Hardware potential to duplicate existing host keys... RSA DSA ECDSA was Add rc.conf variables...

Doug Barton dougb at FreeBSD.org
Tue Jun 26 01:55:55 UTC 2012


On 06/25/2012 18:46, RW wrote:
> On Mon, 25 Jun 2012 17:58:50 -0700
> Doug Barton wrote:
> 
>> On 06/25/2012 17:53, RW wrote:
>>> On Mon, 25 Jun 2012 16:45:24 -0700
>>> Doug Barton wrote:
>>>
>>>> On 06/25/2012 15:53, RW wrote:
>>>>> On Mon, 25 Jun 2012 14:59:05 -0700
>>>>> Doug Barton wrote:
>>>>>
>>>>>>>> Having a copy of the host key allows you to do one thing and
>>>>>>>> one thing only: impersonate the server.  It does not allow you
>>>>>>>> to eavesdrop on an already-established connection.
>>>>>>>
>>>>>>> It enables you to eavesdrop on new connections,
>>>>>>
>>>>>> Can you describe the mechanism used to do this? 
>>>>>
>>>>> Through a MITM attack if nothing else
>>>>
>>>> Sorry, I wasn't clear.

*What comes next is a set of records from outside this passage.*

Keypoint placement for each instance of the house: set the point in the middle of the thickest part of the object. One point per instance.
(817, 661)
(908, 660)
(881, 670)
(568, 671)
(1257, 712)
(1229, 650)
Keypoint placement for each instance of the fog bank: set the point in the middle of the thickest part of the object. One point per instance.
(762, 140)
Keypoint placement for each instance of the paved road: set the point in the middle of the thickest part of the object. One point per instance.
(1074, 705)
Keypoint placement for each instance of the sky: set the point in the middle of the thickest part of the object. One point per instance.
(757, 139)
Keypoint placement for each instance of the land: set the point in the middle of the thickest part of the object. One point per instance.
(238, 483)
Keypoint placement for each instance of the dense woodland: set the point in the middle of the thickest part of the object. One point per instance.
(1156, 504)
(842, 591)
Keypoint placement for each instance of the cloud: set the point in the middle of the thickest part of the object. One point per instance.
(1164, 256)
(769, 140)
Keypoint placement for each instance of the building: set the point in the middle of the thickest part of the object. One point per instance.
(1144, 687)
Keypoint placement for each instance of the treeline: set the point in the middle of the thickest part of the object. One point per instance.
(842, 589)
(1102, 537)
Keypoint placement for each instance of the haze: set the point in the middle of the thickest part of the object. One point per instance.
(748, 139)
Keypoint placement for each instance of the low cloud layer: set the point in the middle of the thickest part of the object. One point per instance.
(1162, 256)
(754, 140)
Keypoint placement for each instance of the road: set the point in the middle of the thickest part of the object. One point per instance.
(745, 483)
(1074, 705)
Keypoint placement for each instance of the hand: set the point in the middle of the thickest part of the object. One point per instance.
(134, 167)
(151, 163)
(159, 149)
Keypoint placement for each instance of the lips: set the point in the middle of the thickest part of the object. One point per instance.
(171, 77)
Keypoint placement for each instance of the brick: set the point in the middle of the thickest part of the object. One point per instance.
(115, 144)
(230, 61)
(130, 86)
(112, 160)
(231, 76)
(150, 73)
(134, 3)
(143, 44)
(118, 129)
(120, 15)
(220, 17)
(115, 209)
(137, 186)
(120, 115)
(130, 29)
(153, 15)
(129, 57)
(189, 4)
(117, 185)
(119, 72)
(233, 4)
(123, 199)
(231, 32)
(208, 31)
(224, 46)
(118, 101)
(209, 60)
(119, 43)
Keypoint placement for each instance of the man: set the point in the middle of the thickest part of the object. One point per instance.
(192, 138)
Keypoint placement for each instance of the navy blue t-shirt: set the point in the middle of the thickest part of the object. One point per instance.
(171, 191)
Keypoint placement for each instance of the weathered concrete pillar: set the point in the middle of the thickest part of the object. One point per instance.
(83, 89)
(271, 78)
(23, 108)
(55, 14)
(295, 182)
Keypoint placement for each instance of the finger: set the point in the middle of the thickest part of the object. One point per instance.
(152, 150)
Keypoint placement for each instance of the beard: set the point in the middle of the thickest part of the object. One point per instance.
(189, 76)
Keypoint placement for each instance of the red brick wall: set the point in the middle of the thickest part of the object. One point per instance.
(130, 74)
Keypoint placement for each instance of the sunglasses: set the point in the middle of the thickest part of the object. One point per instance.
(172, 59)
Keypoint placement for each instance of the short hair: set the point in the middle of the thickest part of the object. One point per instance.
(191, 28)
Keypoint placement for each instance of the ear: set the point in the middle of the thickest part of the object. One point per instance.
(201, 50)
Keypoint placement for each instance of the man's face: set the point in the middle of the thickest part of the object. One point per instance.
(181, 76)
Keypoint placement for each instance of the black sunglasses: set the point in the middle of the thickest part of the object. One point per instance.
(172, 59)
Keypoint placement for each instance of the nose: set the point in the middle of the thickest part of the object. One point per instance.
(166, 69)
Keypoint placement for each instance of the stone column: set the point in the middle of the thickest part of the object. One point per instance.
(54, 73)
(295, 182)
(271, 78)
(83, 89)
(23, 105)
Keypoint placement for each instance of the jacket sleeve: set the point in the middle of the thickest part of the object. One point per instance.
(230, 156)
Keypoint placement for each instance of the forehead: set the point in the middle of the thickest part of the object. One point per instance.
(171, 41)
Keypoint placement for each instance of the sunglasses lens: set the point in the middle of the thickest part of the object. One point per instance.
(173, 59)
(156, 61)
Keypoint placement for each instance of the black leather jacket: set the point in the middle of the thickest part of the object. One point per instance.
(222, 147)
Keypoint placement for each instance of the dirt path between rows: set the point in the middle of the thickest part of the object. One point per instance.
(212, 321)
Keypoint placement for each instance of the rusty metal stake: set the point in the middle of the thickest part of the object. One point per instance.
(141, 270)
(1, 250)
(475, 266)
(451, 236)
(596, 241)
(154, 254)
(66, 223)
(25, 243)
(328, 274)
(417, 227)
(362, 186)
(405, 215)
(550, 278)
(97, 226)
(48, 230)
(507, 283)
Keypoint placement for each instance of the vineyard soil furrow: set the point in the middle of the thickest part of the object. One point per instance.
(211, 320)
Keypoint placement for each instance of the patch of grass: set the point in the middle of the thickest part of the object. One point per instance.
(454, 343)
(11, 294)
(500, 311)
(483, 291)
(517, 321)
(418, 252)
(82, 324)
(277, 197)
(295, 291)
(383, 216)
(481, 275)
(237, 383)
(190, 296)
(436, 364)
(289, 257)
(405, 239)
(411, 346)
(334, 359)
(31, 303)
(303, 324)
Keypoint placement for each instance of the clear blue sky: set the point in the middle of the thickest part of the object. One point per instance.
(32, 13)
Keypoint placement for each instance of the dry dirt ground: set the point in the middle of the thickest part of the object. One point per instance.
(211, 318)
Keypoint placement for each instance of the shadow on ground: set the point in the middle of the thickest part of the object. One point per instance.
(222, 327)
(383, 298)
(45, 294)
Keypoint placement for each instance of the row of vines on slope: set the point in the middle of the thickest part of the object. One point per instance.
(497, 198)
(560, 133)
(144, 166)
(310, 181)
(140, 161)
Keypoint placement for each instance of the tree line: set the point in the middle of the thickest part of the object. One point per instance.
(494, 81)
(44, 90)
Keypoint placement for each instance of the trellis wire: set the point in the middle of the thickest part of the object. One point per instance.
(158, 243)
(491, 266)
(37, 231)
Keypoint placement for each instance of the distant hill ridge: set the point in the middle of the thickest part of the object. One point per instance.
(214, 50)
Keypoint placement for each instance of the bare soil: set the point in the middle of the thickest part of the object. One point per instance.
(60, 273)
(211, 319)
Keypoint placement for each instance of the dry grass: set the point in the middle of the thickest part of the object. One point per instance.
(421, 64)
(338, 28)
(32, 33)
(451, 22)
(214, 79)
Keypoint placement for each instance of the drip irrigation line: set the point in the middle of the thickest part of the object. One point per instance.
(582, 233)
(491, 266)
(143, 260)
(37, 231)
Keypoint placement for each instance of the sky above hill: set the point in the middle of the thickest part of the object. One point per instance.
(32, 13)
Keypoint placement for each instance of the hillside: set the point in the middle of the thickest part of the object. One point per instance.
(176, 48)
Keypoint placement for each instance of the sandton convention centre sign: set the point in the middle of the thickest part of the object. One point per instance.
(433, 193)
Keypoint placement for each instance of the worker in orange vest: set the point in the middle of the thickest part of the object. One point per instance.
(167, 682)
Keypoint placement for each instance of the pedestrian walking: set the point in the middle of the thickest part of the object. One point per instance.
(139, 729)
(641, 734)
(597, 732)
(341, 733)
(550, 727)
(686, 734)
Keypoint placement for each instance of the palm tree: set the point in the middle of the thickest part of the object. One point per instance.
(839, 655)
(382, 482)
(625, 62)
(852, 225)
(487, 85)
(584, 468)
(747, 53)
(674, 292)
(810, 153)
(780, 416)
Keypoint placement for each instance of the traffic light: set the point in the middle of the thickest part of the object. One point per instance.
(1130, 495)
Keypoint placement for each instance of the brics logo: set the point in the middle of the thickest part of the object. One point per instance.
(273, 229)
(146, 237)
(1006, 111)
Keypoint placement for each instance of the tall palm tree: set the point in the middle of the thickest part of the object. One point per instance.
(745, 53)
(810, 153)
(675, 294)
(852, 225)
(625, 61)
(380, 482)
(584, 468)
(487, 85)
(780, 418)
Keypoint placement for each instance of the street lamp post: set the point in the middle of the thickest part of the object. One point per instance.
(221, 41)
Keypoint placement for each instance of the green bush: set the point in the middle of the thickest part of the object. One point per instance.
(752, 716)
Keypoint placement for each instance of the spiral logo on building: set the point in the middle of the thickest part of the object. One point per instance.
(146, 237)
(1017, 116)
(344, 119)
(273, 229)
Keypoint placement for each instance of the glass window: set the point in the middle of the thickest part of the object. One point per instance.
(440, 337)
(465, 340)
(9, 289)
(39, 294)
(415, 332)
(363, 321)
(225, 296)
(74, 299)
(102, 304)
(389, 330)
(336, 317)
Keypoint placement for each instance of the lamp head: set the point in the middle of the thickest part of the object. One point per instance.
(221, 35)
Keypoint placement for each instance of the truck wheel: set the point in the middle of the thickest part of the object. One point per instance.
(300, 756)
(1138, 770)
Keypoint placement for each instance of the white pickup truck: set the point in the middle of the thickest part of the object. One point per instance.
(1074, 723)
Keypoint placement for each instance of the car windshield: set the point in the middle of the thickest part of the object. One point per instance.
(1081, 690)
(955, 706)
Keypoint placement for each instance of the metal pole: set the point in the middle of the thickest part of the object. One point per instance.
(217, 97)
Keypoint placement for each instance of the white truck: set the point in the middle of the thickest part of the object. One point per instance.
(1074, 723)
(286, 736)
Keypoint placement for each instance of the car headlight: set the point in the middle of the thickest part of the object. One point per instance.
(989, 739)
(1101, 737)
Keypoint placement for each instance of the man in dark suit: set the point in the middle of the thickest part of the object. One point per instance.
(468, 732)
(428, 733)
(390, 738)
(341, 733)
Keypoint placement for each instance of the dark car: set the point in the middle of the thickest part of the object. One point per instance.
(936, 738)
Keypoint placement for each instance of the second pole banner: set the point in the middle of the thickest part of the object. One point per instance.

Please describe, in precise, reproducible
>>>> terms, how one would accomplish this. Or, link to known
>>>> script-kiddie resources ... whatever. My point being, I'm pretty
>>>> confident that what you're asserting isn't true. But if I'm wrong,
>>>> I'd like to learn why.
>>>
>>> Servers don't always require client keys for authentication. If they
>>> don't then a MITM attack only needs the server's key.
>>
>> Once again, please describe *how* the MITM is accomplished. If you
>> can't, then please stop posting on this topic.
>>
>> My point is that the ssh protocol is designed specifically to prevent
>> what you're describing.
> 
> If you've obtained the server's private key by breaking the public
> key you can accept connections from clients just as if you are are the
> real server.

Right. That's what Dag-Erling and I have been saying all along. If you
have the private host key you can impersonate the server. That's not a
MITM attack. That's impersonating the server.

> If the server doesn't store client keys then there's
> nothing to stop you establishing a separate connection with any client
> side key and performing a MITM attack.

Last chance ... how, precisely, do you claim to be able to do this?